I am trying to read a CSV file stored in Azure Storage Account. For that, I have installed a spark on my Virtual Machine and trying to read a CSV file in a dataframe from pyspark.

I read somewhere how to do that and I followed the steps and copied the latest hadoop-azure & azure-storage JAR files on my /jar directories. Then, I came up with this error:-

NoClassDefFoundError: org/apache/hadoop/fs/StreamCapabilities

I searched for this error and found that I need to refer hadoop-azure-2.8.5.jar instead of latest hadoop-azure JAR. So, I replaced this JAR with the latest hadoop-azure jar and again executed my pyspark code.

After executing my code, I encountered with another error: -

: java.lang.NoSuchMethodError: org.apache.hadoop.security.ProviderUtils.excludeIncompatibleCredentialProviders(Lorg/apache/hadoop/conf/Configuration;Ljava/lang/Class;)Lorg/apache/hadoop/conf/Configuration;

Also, below is my pyspark code: -

from pyspark import SparkContext
from pyspark.sql import SparkSession
from pyspark.sql import Window
from pyspark.sql.types import *
from pyspark.sql.functions import *

spark = SparkSession.builder.getOrCreate()
storage_account_name = "<storage_account_name>"
storage_account_access_key = "<storage_account_access_key>"
spark.conf.set("fs.azure.account.key." + storage_account_name + ".blob.core.windows.net",storage_account_access_key)

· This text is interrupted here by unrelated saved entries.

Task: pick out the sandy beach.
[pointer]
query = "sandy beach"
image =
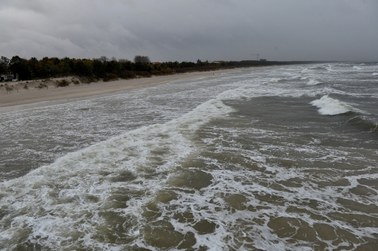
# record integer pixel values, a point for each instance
(17, 96)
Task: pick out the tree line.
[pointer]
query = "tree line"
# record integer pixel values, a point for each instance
(109, 69)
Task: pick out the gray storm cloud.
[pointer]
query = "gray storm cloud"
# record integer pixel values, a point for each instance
(191, 29)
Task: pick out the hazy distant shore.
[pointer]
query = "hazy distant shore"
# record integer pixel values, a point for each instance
(34, 92)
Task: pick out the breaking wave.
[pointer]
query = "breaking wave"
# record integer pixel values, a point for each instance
(330, 106)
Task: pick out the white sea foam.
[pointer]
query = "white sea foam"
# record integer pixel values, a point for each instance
(313, 82)
(64, 199)
(331, 106)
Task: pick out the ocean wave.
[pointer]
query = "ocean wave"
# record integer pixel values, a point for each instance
(313, 82)
(364, 124)
(81, 196)
(330, 106)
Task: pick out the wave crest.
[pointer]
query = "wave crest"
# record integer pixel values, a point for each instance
(330, 106)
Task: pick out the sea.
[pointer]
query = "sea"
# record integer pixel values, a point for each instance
(265, 158)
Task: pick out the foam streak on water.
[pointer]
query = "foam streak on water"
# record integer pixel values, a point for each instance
(247, 160)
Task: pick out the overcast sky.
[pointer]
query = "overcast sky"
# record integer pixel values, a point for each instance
(191, 29)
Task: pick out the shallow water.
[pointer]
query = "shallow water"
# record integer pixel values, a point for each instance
(270, 158)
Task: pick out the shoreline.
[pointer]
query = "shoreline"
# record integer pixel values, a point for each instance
(21, 98)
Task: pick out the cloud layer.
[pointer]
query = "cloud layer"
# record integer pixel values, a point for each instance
(191, 29)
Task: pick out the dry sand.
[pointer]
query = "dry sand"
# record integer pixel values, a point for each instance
(20, 97)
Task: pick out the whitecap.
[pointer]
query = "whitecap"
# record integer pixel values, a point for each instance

spark._jsc.hadoopConfiguration().set("fs.wasbs.impl","org.apache.hadoop.fs.azure.NativeAzureFileSystem")
spark._jsc.hadoopConfiguration().set("fs.azure", "org.apache.hadoop.fs.azure.NativeAzureFileSystem")
spark._jsc.hadoopConfiguration().set("fs.azure.account.key.my_account.blob.core.windows.net", "storage_account_access_key")


df = spark.read.format("csv").option("inferSchema", "true").load("wasbs://<container_name>@<storage_account_name>.blob.core.windows.net/<path_to_csv>/sample_file.csv")
df.show()
1
Could you please check if hadoop-azure version matches your spark hadoop version?Jim Xu

1 Answers

1
votes

I searched for this and tried various hadoop-azure JAR versions. The one which worked for me was hadoop-azure-2.7.0.jar.

With this JAR version, I was able to read the CSV file from Blob storage.